The other man gently put a soft collar around her neck and held her head as Chad and Curtis slid their hands under her back and legs and eased her onto a hard board. She couldn’t understand why Curtis’s hands produced a strong tingling sensation but Chad’s were just hands. They strapped her onto the board. She didn’t like that. It was awful to feel like she was bound but she instinctively trusted these men.

They loaded her and the board carefully on top of the basket, securing it. The two men conferred for a brief moment and then Curtis stood on the edge of the basket, grasping the rope and smiling down at her. How did he know she didn’t want to be away from him for a moment? It was terrifying to think of being lifted while laying helplessly on this board, but she trusted Curtis and Chad. They had been nothing but kind. She was anxious to get away from whoever was out in the woods. Would they have followed her? Was she safe now? How could she find Gracie?
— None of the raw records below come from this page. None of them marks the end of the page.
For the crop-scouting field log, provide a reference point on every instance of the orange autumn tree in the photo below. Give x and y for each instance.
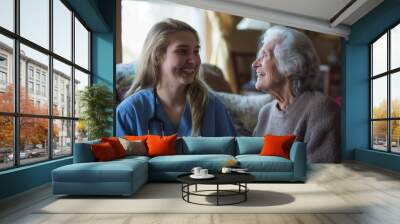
(33, 130)
(380, 111)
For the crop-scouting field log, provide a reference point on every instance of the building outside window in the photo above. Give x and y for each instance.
(44, 137)
(385, 91)
(43, 90)
(3, 71)
(30, 87)
(30, 72)
(3, 78)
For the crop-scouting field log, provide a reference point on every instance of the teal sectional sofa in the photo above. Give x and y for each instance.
(125, 176)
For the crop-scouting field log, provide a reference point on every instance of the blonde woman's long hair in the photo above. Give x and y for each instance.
(148, 70)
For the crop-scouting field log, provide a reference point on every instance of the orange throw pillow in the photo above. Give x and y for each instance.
(103, 151)
(135, 138)
(277, 145)
(116, 145)
(161, 145)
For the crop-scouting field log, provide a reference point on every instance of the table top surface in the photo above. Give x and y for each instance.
(220, 178)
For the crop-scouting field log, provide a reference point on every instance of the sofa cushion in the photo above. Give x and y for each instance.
(83, 153)
(116, 144)
(103, 151)
(136, 147)
(249, 145)
(185, 163)
(257, 163)
(207, 145)
(161, 145)
(277, 145)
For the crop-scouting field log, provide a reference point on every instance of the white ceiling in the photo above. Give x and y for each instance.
(315, 15)
(319, 9)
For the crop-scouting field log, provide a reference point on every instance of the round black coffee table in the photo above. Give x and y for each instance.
(238, 179)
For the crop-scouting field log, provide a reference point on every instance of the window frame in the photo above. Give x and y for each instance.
(16, 115)
(388, 74)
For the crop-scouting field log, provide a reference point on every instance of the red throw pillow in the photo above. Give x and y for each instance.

She and Curtis lifted off the ground. Aliya cried out. He crouched down as the cable pulled them up, holding onto the ropes.

“It’s okay,” he called to her.

Aliya focused on his face, his blue eyes. It was okay. Curtis was here.

They were quickly level with the helicopter. A man waited inside while the pilot held the helicopter steady. The man offered a hand, Curtis took it and leapt inside. Then the two of them carefully maneuvered her and the board into the helicopter, sliding her in and away from the door.

The basket and cable descended back down.

Curtis took a blanket from the other man’s hands and squatted next to her, tucking the blanket around her and making fire race through her body as his hands brushed her hand, her side, her leg, and then her neck.

“You all right?” he called to her.

“Yes. Bless you,” she talked loudly to be heard over the rotors.

He nodded and started to straighten.

“Curtis.” She tried to reach for his hand but grasped his warm leg instead.

He immediately squatted back down, those blue eyes holding her in his grasp. “Yes?”

“Can they look for Gracie?”

“Of course.”

The other two men swept into the helicopter. They pulled in the basket and cable, shut the door and the helicopter climbed up above the trees and then swooped over the mountains.

Curtis and Chad put on headsets and talked rapidly into them. Curtis gestured to her a few times and his eyes swept over her often. Aliya was the farthest thing from comfortable, lying on the hard wooden board, her head throbbing, in wet clothes, and worrying about Gracie. She closed her eyes and she must’ve drifted off.

She was lifted into the air. Her eyes sprung open. The helicopter had landed and Curtis and another man carried her off the helicopter, settling her on a waiting rolling bed, still attached to the board.